If you heard of the events described above last week while watching CNN or Fox, you did not hear them broach the topic of race and gender. Importantly, fifty-six percent of those workers who were 20 years or older adults between 2010-2012, as reported by the Center for Economic and Policy Research, were women. In terms of race, 56.2 percent and 17.5 percent were respectively White and Black. One must remember Blacks only account for 13.2 percent of the country, while Whites account for 77.7 percent. The Urban Institute found that for every dollar Blacks earned in 2010, Whites earned two dollars.

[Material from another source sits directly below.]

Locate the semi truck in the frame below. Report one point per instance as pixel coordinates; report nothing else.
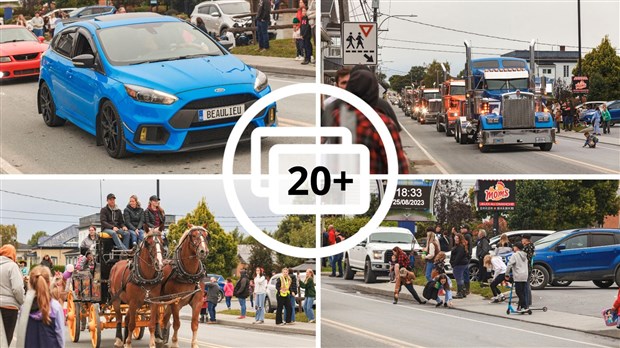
(453, 96)
(502, 107)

Not so long ago, we as a country Rev. Martin Luther King Jr. told us that we must challenge the issue of income inequality. He stated,

Many white Americans of good will have never connected bigotry with economic exploitation. They have deplored prejudice but tolerated or ignored economic injustice.

In 1956 Rev. Martin Luther King publicly argued for a world in which “privilege and property [are] widely distributed, a world in which men will no longer take necessities from the masses to give luxuries to the classes.” It seems nothing has changed.

Regardless, Rev. Martin Luther King Jr. was an outspoken advocate of unions and workers rights. This is marked within his action to march with the United Workers Association (UAW) in 1963 in Detroit. His position is evident within the speech to sanitation workers in Memphis the night before he was assassinated in 1968. Also, one cannot forget the Poor People’s Campaign that addressed issues of economic injustice and poor housing opportunities, for not only Blacks, but also “all” people. Overall, the campaign stressed to the federal government to take actions that illustrated a strong stance to aid the poor. Sadly, his energies even garnished criticism inside and outside the civil rights movement.

Today, his work is echoed within the current movement to gain rights for food and other service workers. But the question remains, will the gauntlet of King be picked up or are the events last week fleeting and follow the characteristic lazy stance U.S. citizens have taken regarding domestic social justice? I am hopeful, but as Gil Scott-Heron noted in a live performance in France, “Lately there has been on spring, no summer, and no fall, politically and philosophically, and psychologically. There has only been the season of ice.” It truly is “Winter in America.”